My daughter had been a member of this school since second grade, and in what should have been her final year, her last chance to hang out with the friends she has known all her life and experience all the fun that comes with being an eighth grader, she had to step away and move to homeschooling. Shortly after the start of the school year, it became apparent that walking and navigating the school building was becoming too dangerous and difficult given her medical condition. So, she had no choice, she had to leave her friends, and her teachers and schooling as she knew it, quite a lot to take in and process all at once. When I shared with my daughter that she was asked to be queen, she was flabbergasted. A student has never had that honor before. She was touched and moved but had reservations. How would she navigate down that long center aisle in the fancy, and very heavy, queen’s dress? She was adamant that she didn’t want to use her wheelchair so how could we make this work? And that’s when my son stepped in. Her 17-year-old brother offered to dress as the queen’s escort and provide a steady arm as she walked into the auditorium. And tears instantly sprang to my eyes.

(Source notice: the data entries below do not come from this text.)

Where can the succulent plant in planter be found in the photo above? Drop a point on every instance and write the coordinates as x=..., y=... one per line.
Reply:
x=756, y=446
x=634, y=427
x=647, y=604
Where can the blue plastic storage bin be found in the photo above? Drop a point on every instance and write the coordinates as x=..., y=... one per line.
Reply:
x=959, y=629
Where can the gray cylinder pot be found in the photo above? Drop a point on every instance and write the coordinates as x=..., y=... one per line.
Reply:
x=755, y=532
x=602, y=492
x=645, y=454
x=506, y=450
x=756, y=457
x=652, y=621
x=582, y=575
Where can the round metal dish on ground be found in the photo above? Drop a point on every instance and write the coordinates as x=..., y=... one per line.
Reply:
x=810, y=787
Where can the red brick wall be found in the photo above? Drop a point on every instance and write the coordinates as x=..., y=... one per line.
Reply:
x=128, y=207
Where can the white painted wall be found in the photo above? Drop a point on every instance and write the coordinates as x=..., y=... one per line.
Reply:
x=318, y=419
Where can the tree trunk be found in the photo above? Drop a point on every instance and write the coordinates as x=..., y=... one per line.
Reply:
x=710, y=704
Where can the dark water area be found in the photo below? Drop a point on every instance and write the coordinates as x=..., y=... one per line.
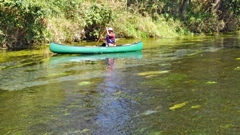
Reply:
x=183, y=85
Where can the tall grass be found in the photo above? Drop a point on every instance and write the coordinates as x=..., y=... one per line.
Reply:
x=25, y=21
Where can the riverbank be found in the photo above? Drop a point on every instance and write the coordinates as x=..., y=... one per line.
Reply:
x=40, y=22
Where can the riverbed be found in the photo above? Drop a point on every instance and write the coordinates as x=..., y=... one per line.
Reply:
x=182, y=85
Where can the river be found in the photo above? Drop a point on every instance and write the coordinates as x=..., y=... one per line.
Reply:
x=183, y=85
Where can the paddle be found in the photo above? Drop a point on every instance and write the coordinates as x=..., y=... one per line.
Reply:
x=101, y=35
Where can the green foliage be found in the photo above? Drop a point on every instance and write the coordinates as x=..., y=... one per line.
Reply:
x=24, y=21
x=21, y=22
x=97, y=17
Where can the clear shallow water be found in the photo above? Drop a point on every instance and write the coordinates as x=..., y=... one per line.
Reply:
x=185, y=85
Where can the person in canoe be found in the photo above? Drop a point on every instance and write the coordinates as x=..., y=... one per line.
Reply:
x=111, y=39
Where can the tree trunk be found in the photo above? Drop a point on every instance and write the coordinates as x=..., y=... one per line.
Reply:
x=184, y=7
x=216, y=6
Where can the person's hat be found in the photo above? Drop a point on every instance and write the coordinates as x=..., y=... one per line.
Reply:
x=110, y=29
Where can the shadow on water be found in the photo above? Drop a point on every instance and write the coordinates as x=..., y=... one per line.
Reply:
x=184, y=85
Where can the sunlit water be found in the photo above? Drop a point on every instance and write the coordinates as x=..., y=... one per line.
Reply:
x=184, y=85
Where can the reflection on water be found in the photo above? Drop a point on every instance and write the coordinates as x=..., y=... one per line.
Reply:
x=185, y=85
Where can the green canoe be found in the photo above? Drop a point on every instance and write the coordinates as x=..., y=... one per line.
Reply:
x=58, y=48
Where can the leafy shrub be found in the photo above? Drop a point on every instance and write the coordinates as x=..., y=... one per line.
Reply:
x=21, y=22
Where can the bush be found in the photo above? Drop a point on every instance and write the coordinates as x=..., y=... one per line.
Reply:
x=21, y=22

As a parent, you love each of your children, dearly. And there is truly no greater gift than to see your children, who you love, love each other. Her brother’s offer to help in her time of need was nothing short of an act of love. He had nothing to gain. No 17-year-old boy is desperate to put on a hat with a big feather and wear a Shakespearean coat and cape, yet he did, for his sister. And if that’s not the definition of love, I don’t know what is. On the night of the play, as the double doors in the auditorium swung open and everyone gasped as my daughter appeared as the queen, tears once again flooded my eyes. Not for her beauty, though she was beautiful, but for the sweet, selfless love my son was pouring out on his sister as he carefully helped her navigate the long walkway. And I wonder if this the same reaction God has to us. We are all God’s children. He loves each one of us dearly. And He wants us to love one another in return. So, when we do, when we put aside our own wants and needs and show love to someone else, I wonder if God feels the same way I did. I can confidently say that seeing your children love each other is like nothing else, truly a slice of heaven on Earth, and I m pretty sure that’s exactly what God wants. Each of us showing love to one another, putting aside our own selfish thoughts and desires, let your kingdom come, on Earth, as it is in heaven.